KSHV ORF56 is a split gene that produces transcripts of low abundance after lytic induction. (A) Schematic diagrams of the KSHV ORF56 and ORF57 ORFs and their transcripts. The numbers above each ORF are the nucleotide positions of the start and termination codons in the KSHV genome (GenBank accession number U75698) (33). The heavy line with dashes on both ends represents the genomic region encompassing ORF56 and ORF57, with promoters (arrows, designated by their transcription start sites) and 3′-end processing signals [a poly(A) signal and a cleavage site (CS)] indicated. Below the heavy line are bicistronic ORF56/57 and monocistronic ORF57 pre-mRNAs that each contain two exons (boxes 1 and 2) and one intron (dashes between boxes). Primers (heavy arrows) used to characterize KSHV ORF56 and ORF57 transcripts are shown below the pre-mRNAs and are named by the locations of their 5′ ends. Antisense RNA probes a and b for RPA assays and the resulting RNA products protected from each probe are illustrated in the bottom of the diagram, with the sizes (nt) in parentheses. (B) The majority of KSHV ORF56 transcripts are bicistronic ORF56/57 transcripts that are spliced to remove the ORF57 intron. The primers Pr81856 and Pr82296 were used in an RT-PCR on DNase I-treated total RNA (8 μg) isolated from uninduced (0 h) or n-butyrate (NB)-induced (24 and 48 h) JSC-1 cells. Parallel reactions without reverse transcriptase were used as a control. Twenty nanograms of Bac36 DNA (48) was used as a KSHV DNA control. The lower panel shows the splicing junction identified by sequencing of the 333-bp PCR product. (C) RPA analysis of ORF56 and ORF57 transcripts. Twenty micrograms of total RNA from uninduced or butyrate (NB)-induced JSC-1 cells was hybridized with 4 ng of antisense 32P-labeled probe a prepared by in vitro transcription. The protected products were separated along with 100-bp DNA ladders in an 8% denaturing polyacrylamide gel. Yeast total RNA (yRNA) was used as a negative RPA control. (D) Northern blot analysis of ORF56 and ORF57 transcripts. Approximately 1 μg of poly(A)-selected mRNA from uninduced (lane 1) or butyrate-induced (24 h) (lane 2) JSC-1 cells was used in Northern blot analysis with 32P-labeled antisense probe b prepared by in vitro transcription. The membrane was then exposed to X-ray film for various times. ?, unknown transcripts.
FIG. 2.
FIG. 2.
Splicing of the ORF56/57 intron is mediated through two alternative branch points.

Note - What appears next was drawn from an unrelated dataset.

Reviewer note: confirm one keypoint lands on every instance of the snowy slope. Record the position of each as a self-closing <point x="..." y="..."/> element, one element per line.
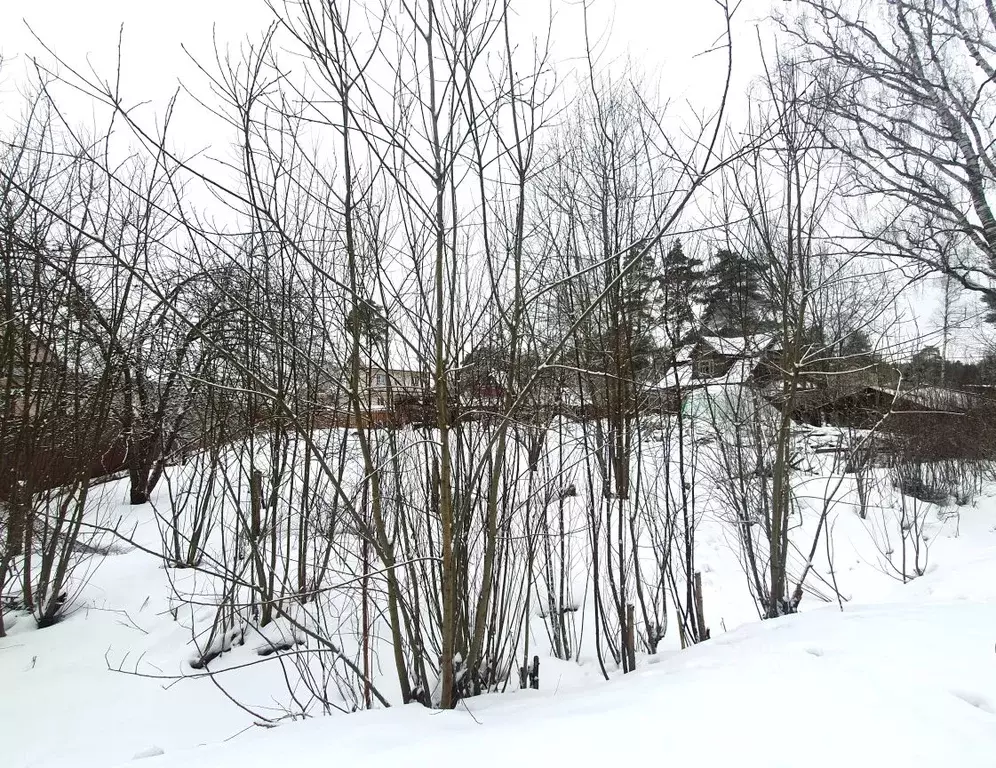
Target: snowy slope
<point x="910" y="685"/>
<point x="904" y="675"/>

Primer extension was performed on 20 μg of total RNA from uninduced or butyrate (NB)-induced JSC-1 cells using a 32P-labeled antisense primer, Pr82296. (A) The sizes of the extended products, whether fully spliced products or splicing intermediates, were compared with the sequencing ladders obtained using the same primer on plasmid pVM1, which contains genomic ORF57 DNA. (B) The identified branch points (arrows pointing to the antisense sequence readout) and the branch point sequences (bolded and boxed) are shown to the right of an enlarged portion of the gel in panel A.
FIG. 3.
FIG. 3.
Mapping of the ORF56 transcription start site and cleavage sites for ORF56 and ORF57 polyadenylation. (A) Mapping of the ORF56 transcription start site. The 5′-RACE was conducted on total poly(A)+ mRNA isolated from butyrate-induced JSC-1 cells using an ORF56-specific primer, Pr79608. The sequences of RACE products I and II are shown to the right of the gel, where the start sites are indicated. (B) An RNase protection assay was performed on 20 μg of total RNA from uninduced or butyrate-induced JSC-1 cells with 4 ng of 32P-labeled antisense RNA probe b (see Fig. 1A) covering KSHV genome nt 83438 to 83705. The same PCR product was also cloned into the pCR2.1 vector (Invitrogen) and served as a template for sequencing with the 32P-labeled Pr83438 primer. The protected products were separated along with sequencing ladders and a 100-bp DNA ladder on an 8% denaturing polyacrylamide gel. (C) A portion of the gel in panel B, enlarged to show the protected products and the sequencing ladders. The arrow indicates a major protected product from butyrate-induced JSC-1 cells. The diagram shown below B and C contains the calculations of alternative cleavage site usage; regulatory elements upstream [a poly(A) signal] or downstream (a GU/U-rich element) of the cleavage site are also shown. (D) Mapping of ORF56/57 cleavage sites by 3′-RACE by using a primer, Pr83254 (see its position in Fig. 1A). An RACE product with the predicted size of ∼390 bp was detected, cloned, and sequenced.
FIG.4.
FIG.4.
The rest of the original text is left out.